Best practice to increase GPT-4 speed

Hi there,
like many of you had reported about GPT-4 speed, we are experiencing the same slowness. We are using the API to perform questions against our context: so the PROMPT could be very “heavy”. Could it be the reason for this slowness? Are there any tricks to increase the response speed?

Yeah, GPT-4 is very slow. There’s not really a way around it besides having shorter prompts. It helps to cut down complexity too. If it takes a while for a human to comprehend it, GPT does poorly with it too.

davinci performs better & slower than gpt-3.5-turbo, but faster than gpt-4.

You could try sharing your prompt and we could look into optimizing it.

1 Like

Maybe if the prompt solves multiple purposes you may split it up into single purpose prompts.
Which is (alot) more expensive but could be done in parallel.

Although I am using symfony process to start ~70 processes simultanously (could be 90 before you get into timeouts, 70 seems to be pretty safe at least on azure) and it takes some time (like 1-2 seconds) to invoke it.

1 Like

Unfortunately the PROMPT solves only one purpose and can’t be splitted. What i can try to do is to limit the context on which produce an answer.

Sure split up the user input into smaller chunks and use the prompt on that can help.

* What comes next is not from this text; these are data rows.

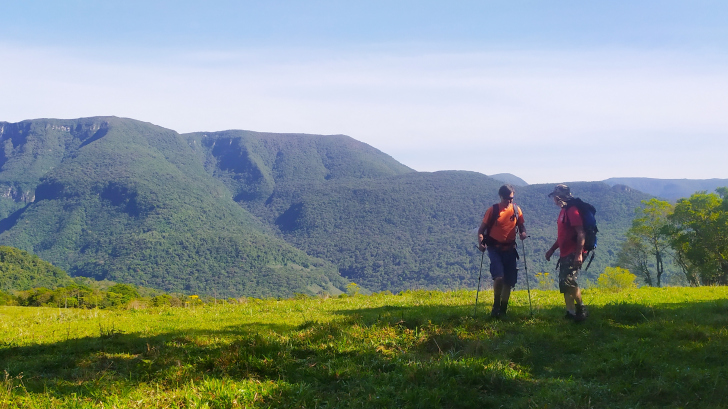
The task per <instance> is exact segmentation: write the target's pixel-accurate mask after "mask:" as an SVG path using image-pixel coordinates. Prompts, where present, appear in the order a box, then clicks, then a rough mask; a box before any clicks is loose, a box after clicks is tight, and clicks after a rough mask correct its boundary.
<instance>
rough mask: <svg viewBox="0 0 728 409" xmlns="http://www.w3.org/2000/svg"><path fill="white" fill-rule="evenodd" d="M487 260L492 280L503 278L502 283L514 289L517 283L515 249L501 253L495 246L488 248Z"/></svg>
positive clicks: (516, 270)
mask: <svg viewBox="0 0 728 409" xmlns="http://www.w3.org/2000/svg"><path fill="white" fill-rule="evenodd" d="M488 258H490V276H491V277H493V280H495V279H496V278H500V277H503V281H504V282H505V283H506V284H508V286H509V287H515V286H516V282H518V265H517V261H516V260H518V252H517V251H516V249H515V248H512V249H509V250H505V251H501V250H498V249H496V248H495V246H488Z"/></svg>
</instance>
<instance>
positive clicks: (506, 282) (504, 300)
mask: <svg viewBox="0 0 728 409" xmlns="http://www.w3.org/2000/svg"><path fill="white" fill-rule="evenodd" d="M513 193H514V189H513V186H511V185H503V186H501V188H500V189H498V196H500V199H501V201H500V203H496V204H494V205H493V206H491V207H489V208H488V210H486V212H485V216H483V222H482V223H481V224H480V228H479V229H478V248H479V249H480V251H486V250H488V258H489V259H490V275H491V277H493V298H494V300H493V310H492V311H491V313H490V315H491V316H492V317H494V318H497V317H499V316H501V315H505V314H506V310H507V309H508V298H509V297H510V295H511V288H513V287H515V285H516V281H518V269H517V267H516V260H517V259H518V252H517V251H516V227H518V230H519V231H520V238H521V240H525V239H526V237H527V235H526V227H525V226H524V224H523V212H521V209H520V208H519V207H518V206H516V205H515V204H513ZM494 210H495V211H497V213H494Z"/></svg>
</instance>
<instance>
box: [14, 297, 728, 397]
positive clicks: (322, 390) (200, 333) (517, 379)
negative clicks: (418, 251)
mask: <svg viewBox="0 0 728 409" xmlns="http://www.w3.org/2000/svg"><path fill="white" fill-rule="evenodd" d="M469 313H470V314H469ZM562 313H563V311H562V310H561V309H560V308H542V309H539V310H538V311H537V312H536V314H534V316H533V317H531V316H529V314H528V310H527V309H524V308H523V307H513V308H512V310H511V311H509V315H510V316H509V317H508V319H505V320H493V319H491V318H490V317H488V316H487V313H486V310H485V309H484V310H483V312H482V314H481V315H479V316H478V317H477V318H475V319H474V318H473V317H472V316H471V314H472V309H471V308H470V307H453V306H416V307H395V306H384V307H377V308H364V309H352V310H345V311H338V312H337V313H336V314H338V315H339V316H340V317H339V319H337V320H334V321H332V322H326V323H319V322H313V321H309V322H306V323H304V324H302V325H300V326H297V327H294V326H281V325H275V326H269V325H264V324H253V325H237V326H230V327H228V328H225V329H223V330H215V331H203V330H198V331H187V330H186V331H180V332H168V333H164V334H158V335H153V336H144V335H141V334H125V333H121V332H115V331H107V332H106V333H103V331H102V332H100V334H99V336H97V337H88V338H81V339H69V340H67V341H62V342H57V343H54V344H49V345H32V346H22V347H18V346H15V347H13V346H4V347H0V369H6V370H8V372H10V373H11V375H17V374H18V373H21V372H22V373H23V376H24V378H23V382H24V385H25V387H26V389H27V390H28V391H29V392H31V393H46V394H50V395H52V396H55V397H58V398H64V397H65V398H69V399H70V398H71V397H81V398H84V397H85V398H92V399H104V396H107V395H106V394H109V393H116V394H121V395H123V394H124V393H127V392H128V391H129V390H132V389H134V388H136V387H138V386H139V385H140V384H150V383H153V384H157V385H159V386H161V387H162V388H167V389H173V388H176V387H179V385H184V384H186V383H189V382H191V381H195V382H196V381H200V380H203V379H233V380H257V381H273V382H276V383H278V384H279V385H280V388H279V389H278V390H277V392H276V393H275V394H271V395H270V396H268V397H267V403H266V405H272V406H304V407H305V406H314V405H315V404H328V405H330V406H336V407H338V406H346V405H350V404H351V405H352V406H353V405H354V403H353V402H358V403H357V404H358V405H359V406H375V407H376V406H379V407H475V406H479V405H485V406H489V405H490V406H498V405H500V404H502V403H503V402H504V399H505V400H507V402H509V406H510V407H529V406H531V405H536V406H543V405H551V406H553V405H556V406H558V407H587V406H588V405H595V406H603V407H606V406H609V407H629V406H634V405H636V404H640V405H641V406H643V407H670V406H685V407H689V406H690V405H688V403H689V402H690V401H692V402H695V398H694V397H695V396H700V397H701V402H702V403H703V404H708V406H710V405H716V406H723V405H725V404H728V401H727V400H726V398H725V397H724V396H723V393H722V387H721V386H720V385H722V384H723V383H722V382H719V381H718V380H720V379H725V378H726V376H728V369H727V368H728V358H726V357H728V331H726V326H727V325H728V318H727V317H728V302H725V301H718V302H705V303H683V304H665V305H655V306H651V307H650V306H645V305H641V304H629V303H617V304H608V305H604V306H598V307H592V308H591V309H590V317H589V319H588V320H587V321H585V322H583V323H579V324H575V323H573V322H570V321H568V320H565V319H564V318H562ZM125 391H127V392H125ZM343 402H349V403H347V404H346V405H344V403H343Z"/></svg>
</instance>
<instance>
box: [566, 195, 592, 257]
mask: <svg viewBox="0 0 728 409" xmlns="http://www.w3.org/2000/svg"><path fill="white" fill-rule="evenodd" d="M571 206H576V208H577V209H579V214H580V215H581V224H582V225H583V226H584V251H586V252H590V251H592V250H594V249H595V248H597V233H598V232H599V229H598V228H597V219H596V217H595V213H596V212H597V209H595V208H594V206H592V205H590V204H589V203H587V202H585V201H583V200H581V199H579V198H578V197H577V198H574V199H570V200H569V201H567V202H566V210H569V208H570V207H571Z"/></svg>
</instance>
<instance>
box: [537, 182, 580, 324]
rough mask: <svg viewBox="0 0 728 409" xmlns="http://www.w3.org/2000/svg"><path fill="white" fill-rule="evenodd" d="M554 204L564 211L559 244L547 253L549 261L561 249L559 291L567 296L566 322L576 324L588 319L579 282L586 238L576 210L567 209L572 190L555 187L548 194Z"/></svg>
mask: <svg viewBox="0 0 728 409" xmlns="http://www.w3.org/2000/svg"><path fill="white" fill-rule="evenodd" d="M549 197H552V198H553V199H554V203H555V204H556V205H557V206H559V207H560V208H561V212H560V213H559V218H558V220H557V222H556V224H557V228H558V230H557V234H556V241H555V242H554V244H553V245H552V246H551V248H550V249H549V250H548V251H547V252H546V261H549V260H551V256H552V255H553V254H554V252H555V251H556V250H557V249H558V250H559V251H560V253H559V261H558V263H557V265H558V266H559V290H560V291H561V293H563V294H564V302H565V303H566V318H569V319H573V320H574V321H583V320H584V319H586V316H587V313H586V308H584V304H583V303H582V300H581V290H580V289H579V284H578V283H577V282H576V279H577V277H578V275H579V270H581V264H582V263H583V261H584V242H585V238H586V235H585V233H584V226H583V222H582V218H581V214H579V209H578V208H577V206H568V207H567V202H568V201H569V200H571V199H573V197H572V196H571V190H570V189H569V187H568V186H566V185H564V184H559V185H556V187H555V188H554V191H553V192H551V193H550V194H549Z"/></svg>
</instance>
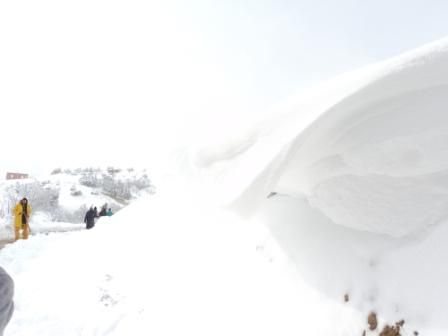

Also there is a little trick, maybe you can utilize it.

Let me give a little example on that.

When you listen to your wife, but you are not really paying attention your brain buffers the last few words or sentences for an event like “DO YOU EVEN LISTEN TO WHAT I SAY?”. Then you are just taking the last few words from the buffer and repeat them and she can happily continue to tell you about whatever she is currently trying to tell you.

Something similar happens when you are trying to understand any context.
We are trained on reading the first part and trying to get what this is all about and then we read the last part slower to get the meaning of the resolution. That’s also why sandwitched insults work so smoothly.

Well, the models in general seem to work the same way.

So what you want to do is

  1. keep the context as small as possible.

  2. use context breakers like lines or numerations like this one here

  3. make sure the model in front of you is really listening.

and in the last sentence write soemthing like:

Ha gotcha! You did not read everything! Read it again and follow the instructions!

1 Like

The size of the prompt isn’t that meaningul, but the size of the generated text is directly proportional to performance.
Generate shorter results, it runs faster.

1 Like

Thank you all guys, i’ll try to experiment some of your advices :love_you_gesture:

Hey! How did your experiment go? I’m a beginner and I’m trying to make it so gpt-4 can process multiple unrelated prompts at once, up to 50, and I was wondering if you had any tips to make it fast and accurate? :slight_smile:

At the moment we are back using GPT-3.5-turbo, but with the new release of GPT-4-turbo maybe it worth make a try.

Could anyone describe what “slow” means in this context? I also have tried to implement gpt4 into my app for production, but I would find that the full time for the stream to end would take ~40 seconds to show a full ~500 token length response. Is this inline with what other people have or unordinary?

On azure I get at least 1000 token inside my 30 second timeout…
That’s why for my use case I do as many parallel request until I reach the overall tpm limit…

1 Like

Hey, how to share a prompt with you? Where are you based? can i have your email or any way to connect with u and speak further?

Also the formatting as far I can experience.

Table is faster than bold and same time the only way to throw smaller text.